Cheap Toothpaste and smaller than a pea-sized amount of toothpaste on a toothbrush

Remembering Little Things

It’s weird when little things trigger memories of trauma—especially when, at the time, you had no idea what you were experiencing was abuse.

Tonight, as I was getting ready to brush my teeth, the tiniest amount of toothpaste came out of the tube, and that was all it took to take me back to 1999.

We had only recently gotten engaged when the little things started. One of them was how I needed to save money anywhere I could. I was already living in government apartments after graduating with my degree because he told me that since he was living with his parents to save money, I needed to be more conscientious about where my money went. Never mind that I literally had a drug-dealing pimp living above me and that my apartment door backed up to a wooded area that felt incredibly unsafe.

One day at the store, he told me I no longer needed to buy brand-name products. According to him, everything was the same, so I should buy the cheapest version available—even toothpaste. I argued that I’d always used Crest. I grew up using it, and I’d never had any problems with my teeth. He insisted it was all the same and that buying anything else was a waste of money.

But it didn’t stop there.

Back at my apartment, he criticized the amount of toothpaste I put on my toothbrush. He told me I only needed the tiniest pea-sized amount and that anything more was wasteful.

Needless to say, within six months I had a small cavity in one of my back molars. Honestly, it’s a wonder that was the only issue I had with my teeth given his obsession with controlling every penny.

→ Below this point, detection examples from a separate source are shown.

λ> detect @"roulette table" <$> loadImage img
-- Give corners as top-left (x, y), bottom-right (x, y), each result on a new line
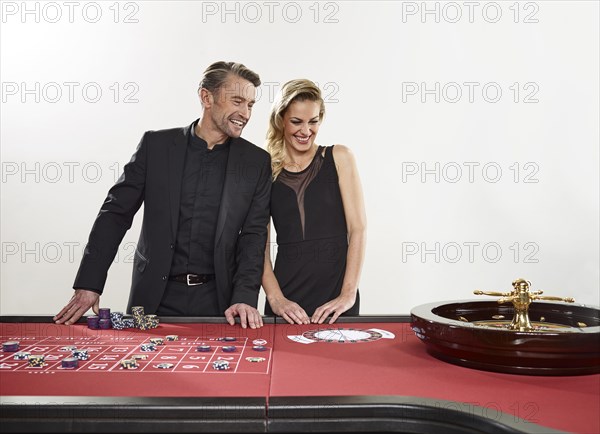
top-left (0, 316), bottom-right (600, 433)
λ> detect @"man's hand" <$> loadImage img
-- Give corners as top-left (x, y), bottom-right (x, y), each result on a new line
top-left (53, 289), bottom-right (100, 325)
top-left (225, 303), bottom-right (263, 329)
top-left (269, 297), bottom-right (310, 324)
top-left (310, 293), bottom-right (356, 324)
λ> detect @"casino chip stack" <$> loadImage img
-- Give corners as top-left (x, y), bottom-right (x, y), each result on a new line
top-left (110, 312), bottom-right (125, 330)
top-left (131, 306), bottom-right (159, 330)
top-left (2, 341), bottom-right (19, 353)
top-left (121, 359), bottom-right (139, 369)
top-left (61, 357), bottom-right (79, 369)
top-left (13, 351), bottom-right (31, 360)
top-left (213, 360), bottom-right (229, 371)
top-left (71, 350), bottom-right (90, 360)
top-left (98, 307), bottom-right (111, 330)
top-left (87, 315), bottom-right (100, 330)
top-left (29, 355), bottom-right (45, 368)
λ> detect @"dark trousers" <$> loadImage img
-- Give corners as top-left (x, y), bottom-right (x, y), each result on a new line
top-left (156, 280), bottom-right (223, 316)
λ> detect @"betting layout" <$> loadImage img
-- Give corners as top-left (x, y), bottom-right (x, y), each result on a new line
top-left (0, 334), bottom-right (271, 374)
top-left (0, 307), bottom-right (271, 374)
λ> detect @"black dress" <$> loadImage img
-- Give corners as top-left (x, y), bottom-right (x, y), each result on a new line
top-left (265, 146), bottom-right (360, 316)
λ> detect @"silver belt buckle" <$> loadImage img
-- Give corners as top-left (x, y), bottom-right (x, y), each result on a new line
top-left (185, 274), bottom-right (204, 286)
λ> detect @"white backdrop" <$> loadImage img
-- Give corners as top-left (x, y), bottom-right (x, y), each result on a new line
top-left (0, 1), bottom-right (600, 315)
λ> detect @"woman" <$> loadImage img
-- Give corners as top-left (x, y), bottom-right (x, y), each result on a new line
top-left (262, 80), bottom-right (366, 324)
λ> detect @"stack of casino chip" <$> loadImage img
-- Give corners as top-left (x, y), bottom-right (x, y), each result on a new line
top-left (71, 350), bottom-right (90, 360)
top-left (13, 351), bottom-right (31, 360)
top-left (28, 355), bottom-right (45, 368)
top-left (110, 312), bottom-right (125, 330)
top-left (87, 315), bottom-right (100, 330)
top-left (131, 306), bottom-right (144, 328)
top-left (213, 360), bottom-right (229, 371)
top-left (2, 341), bottom-right (19, 353)
top-left (121, 359), bottom-right (139, 369)
top-left (98, 307), bottom-right (111, 330)
top-left (131, 306), bottom-right (158, 330)
top-left (61, 357), bottom-right (79, 369)
top-left (123, 314), bottom-right (135, 329)
top-left (140, 343), bottom-right (156, 351)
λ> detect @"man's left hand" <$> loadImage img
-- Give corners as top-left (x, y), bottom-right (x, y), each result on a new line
top-left (225, 303), bottom-right (263, 329)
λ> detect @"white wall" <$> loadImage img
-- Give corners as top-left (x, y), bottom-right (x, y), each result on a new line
top-left (0, 1), bottom-right (600, 315)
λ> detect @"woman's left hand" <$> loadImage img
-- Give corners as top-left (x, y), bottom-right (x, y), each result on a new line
top-left (310, 293), bottom-right (356, 324)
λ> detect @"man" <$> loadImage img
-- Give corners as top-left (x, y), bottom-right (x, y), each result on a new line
top-left (54, 62), bottom-right (271, 328)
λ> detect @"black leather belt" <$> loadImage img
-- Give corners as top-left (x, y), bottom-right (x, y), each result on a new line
top-left (169, 274), bottom-right (215, 286)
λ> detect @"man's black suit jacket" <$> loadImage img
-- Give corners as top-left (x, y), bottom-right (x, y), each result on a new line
top-left (73, 122), bottom-right (271, 313)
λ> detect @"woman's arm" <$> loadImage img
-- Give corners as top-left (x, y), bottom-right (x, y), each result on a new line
top-left (262, 223), bottom-right (310, 324)
top-left (311, 145), bottom-right (367, 324)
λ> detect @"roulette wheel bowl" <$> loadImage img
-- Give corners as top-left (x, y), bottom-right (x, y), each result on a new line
top-left (411, 300), bottom-right (600, 376)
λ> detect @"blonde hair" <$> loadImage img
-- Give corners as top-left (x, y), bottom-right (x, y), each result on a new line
top-left (267, 79), bottom-right (325, 180)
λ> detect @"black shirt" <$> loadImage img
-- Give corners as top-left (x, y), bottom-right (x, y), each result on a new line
top-left (171, 125), bottom-right (229, 276)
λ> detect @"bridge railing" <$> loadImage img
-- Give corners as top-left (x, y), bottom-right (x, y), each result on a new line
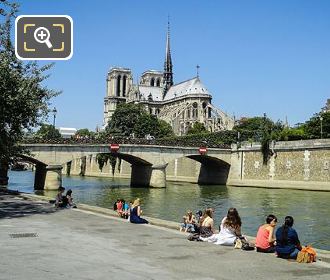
top-left (22, 136), bottom-right (230, 149)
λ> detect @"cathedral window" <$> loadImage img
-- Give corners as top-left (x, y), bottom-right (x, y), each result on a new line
top-left (123, 76), bottom-right (127, 96)
top-left (116, 75), bottom-right (121, 96)
top-left (208, 108), bottom-right (212, 118)
top-left (192, 102), bottom-right (198, 119)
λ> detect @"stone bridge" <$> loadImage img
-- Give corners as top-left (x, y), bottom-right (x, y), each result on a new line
top-left (22, 144), bottom-right (232, 189)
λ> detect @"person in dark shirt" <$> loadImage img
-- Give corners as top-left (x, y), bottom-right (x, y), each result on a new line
top-left (275, 216), bottom-right (301, 259)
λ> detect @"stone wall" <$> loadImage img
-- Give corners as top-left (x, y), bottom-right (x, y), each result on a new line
top-left (228, 139), bottom-right (330, 191)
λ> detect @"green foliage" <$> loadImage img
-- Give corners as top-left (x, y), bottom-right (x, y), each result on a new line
top-left (301, 112), bottom-right (330, 139)
top-left (106, 103), bottom-right (146, 136)
top-left (279, 127), bottom-right (308, 141)
top-left (133, 113), bottom-right (159, 138)
top-left (187, 122), bottom-right (207, 135)
top-left (75, 128), bottom-right (95, 138)
top-left (155, 119), bottom-right (174, 138)
top-left (234, 115), bottom-right (284, 165)
top-left (234, 117), bottom-right (284, 142)
top-left (34, 124), bottom-right (61, 140)
top-left (106, 103), bottom-right (173, 138)
top-left (0, 0), bottom-right (58, 175)
top-left (96, 153), bottom-right (117, 175)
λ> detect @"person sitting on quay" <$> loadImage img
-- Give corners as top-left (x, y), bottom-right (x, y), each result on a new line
top-left (116, 199), bottom-right (123, 217)
top-left (130, 198), bottom-right (149, 224)
top-left (188, 208), bottom-right (215, 241)
top-left (180, 210), bottom-right (196, 232)
top-left (201, 208), bottom-right (242, 246)
top-left (55, 186), bottom-right (68, 208)
top-left (275, 216), bottom-right (301, 259)
top-left (121, 200), bottom-right (130, 219)
top-left (65, 189), bottom-right (77, 208)
top-left (256, 215), bottom-right (277, 253)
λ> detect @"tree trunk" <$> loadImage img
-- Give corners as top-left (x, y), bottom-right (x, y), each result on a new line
top-left (0, 163), bottom-right (9, 186)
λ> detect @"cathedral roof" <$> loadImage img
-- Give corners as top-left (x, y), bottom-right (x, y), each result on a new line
top-left (139, 85), bottom-right (163, 101)
top-left (164, 77), bottom-right (211, 100)
top-left (139, 77), bottom-right (211, 102)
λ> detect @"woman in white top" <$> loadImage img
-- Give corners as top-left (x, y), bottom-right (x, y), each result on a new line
top-left (203, 208), bottom-right (242, 246)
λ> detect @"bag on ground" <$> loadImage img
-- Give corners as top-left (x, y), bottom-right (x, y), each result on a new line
top-left (297, 245), bottom-right (316, 263)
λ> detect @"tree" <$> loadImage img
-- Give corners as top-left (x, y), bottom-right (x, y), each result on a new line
top-left (187, 122), bottom-right (207, 135)
top-left (280, 126), bottom-right (308, 141)
top-left (156, 119), bottom-right (174, 138)
top-left (302, 112), bottom-right (330, 139)
top-left (134, 113), bottom-right (159, 138)
top-left (106, 103), bottom-right (173, 138)
top-left (75, 128), bottom-right (95, 138)
top-left (106, 103), bottom-right (146, 136)
top-left (34, 124), bottom-right (61, 140)
top-left (0, 0), bottom-right (58, 185)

The strangest part is how vividly I remembered it tonight, as though it had happened yesterday.

At the time, I knew what I believed was right. I knew why I preferred the toothpaste I had always used. I knew I didn’t agree with him. Yet somehow, I allowed him to overpower my own judgment. I allowed him to control, manipulate, and diminish my confidence from the very beginning—and it only got worse after the engagement.

It genuinely makes me nauseous when memories like this surface. And, of course, it makes me wonder whether there will ever be a day when I am completely healed from all the damage he caused.

Toothpaste.

Such a small, ridiculous thing.

But it wasn’t really about toothpaste.

It was about control.

It impacted me so deeply that, to this day, I intentionally use a generous amount of toothpaste, and I have bought Crest ever since that cavity appeared all those years ago.

These moments may seem like “little things” while they’re happening, but they aren’t little at all. They are often the first cracks in the foundation—the early warning signs of something much bigger to come.